New study suggests Mexican soda tax works

19 June 2015

Mexicans purchased fewer sugary drinks in 2014 following the introduction of a soda tax, highlighting how fiscal measures can be used to improve diets. The average household bought and consumed 6% less sugary drinks. The reduction increased over the course of the year as consumer habits began to shift, reaching 12% by December 2014. 

Mexico soda tax

In the context of the global epidemic of rising obesity, reducing soda consumption is a public health challenge. Consuming sugary drinks regularly is harmful to health, and in Mexico, the primary consumer of sugary drinks in the world, it contributes to staggering rates of obesity, diabetes and heart disease. 

In response to this challenge, a tax to increase the price of sugary drink by 10% came into effect on 1 January 2014. Now, a year since its introduction, a study by the Mexican National Institute of Public Health has evaluated its effect, showing that it has been successful at discouraging soda purchases across the population.

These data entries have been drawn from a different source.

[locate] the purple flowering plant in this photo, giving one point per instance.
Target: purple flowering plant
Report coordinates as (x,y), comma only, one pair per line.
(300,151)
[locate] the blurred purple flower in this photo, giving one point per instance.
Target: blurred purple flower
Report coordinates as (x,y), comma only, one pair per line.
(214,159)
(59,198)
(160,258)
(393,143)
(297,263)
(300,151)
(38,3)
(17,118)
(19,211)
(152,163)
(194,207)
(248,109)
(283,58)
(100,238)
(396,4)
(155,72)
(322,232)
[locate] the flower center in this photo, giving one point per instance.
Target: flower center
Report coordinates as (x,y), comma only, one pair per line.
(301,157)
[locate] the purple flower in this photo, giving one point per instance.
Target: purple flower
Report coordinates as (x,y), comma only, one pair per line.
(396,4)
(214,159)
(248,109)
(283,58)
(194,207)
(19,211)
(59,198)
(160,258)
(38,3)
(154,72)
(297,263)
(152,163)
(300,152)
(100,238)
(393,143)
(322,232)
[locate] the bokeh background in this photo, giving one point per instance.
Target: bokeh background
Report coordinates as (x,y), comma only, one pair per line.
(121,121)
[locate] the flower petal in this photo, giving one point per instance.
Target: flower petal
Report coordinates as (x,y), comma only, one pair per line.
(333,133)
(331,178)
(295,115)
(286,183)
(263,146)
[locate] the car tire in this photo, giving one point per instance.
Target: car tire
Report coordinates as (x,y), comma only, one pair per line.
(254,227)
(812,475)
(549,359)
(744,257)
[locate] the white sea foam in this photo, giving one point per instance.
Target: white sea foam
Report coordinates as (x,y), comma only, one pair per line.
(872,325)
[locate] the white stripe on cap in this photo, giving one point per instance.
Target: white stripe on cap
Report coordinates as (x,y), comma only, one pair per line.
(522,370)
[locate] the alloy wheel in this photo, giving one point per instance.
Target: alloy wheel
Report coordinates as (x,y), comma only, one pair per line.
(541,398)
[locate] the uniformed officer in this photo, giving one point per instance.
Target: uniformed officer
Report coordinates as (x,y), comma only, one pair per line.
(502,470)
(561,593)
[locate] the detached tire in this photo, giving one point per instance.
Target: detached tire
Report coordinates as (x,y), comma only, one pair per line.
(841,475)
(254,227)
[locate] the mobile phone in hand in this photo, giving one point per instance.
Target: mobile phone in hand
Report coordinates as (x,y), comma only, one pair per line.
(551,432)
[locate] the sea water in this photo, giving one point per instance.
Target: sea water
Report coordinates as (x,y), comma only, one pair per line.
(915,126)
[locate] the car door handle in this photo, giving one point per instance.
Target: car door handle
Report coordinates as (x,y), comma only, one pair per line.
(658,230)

The tax was introduced following a huge campaign run by a coalition of civil society organisations, Alianza por la Salud, of which CI Member El Poder del Consumidor is a key part. The key features from their resoundingly successful advocacy strategy have been examined in a John Hopkins University report.

The Alliance continues to campaign to improve the outcomes of the soda tax, calling for an increase of the tax to 20%, in line with recommendations from the Pan American Health Organisation, and the earmarking of all revenue to fund initiatives that promote water drinking.

These results highlight how fiscal measures can help change behaviours and benefit public health. CI is campaigning for a Global Convention to Protect and Promote healthy diets, a binding treaty that would give countries the legal tools to recalibrate their food systems to promote healthier choices.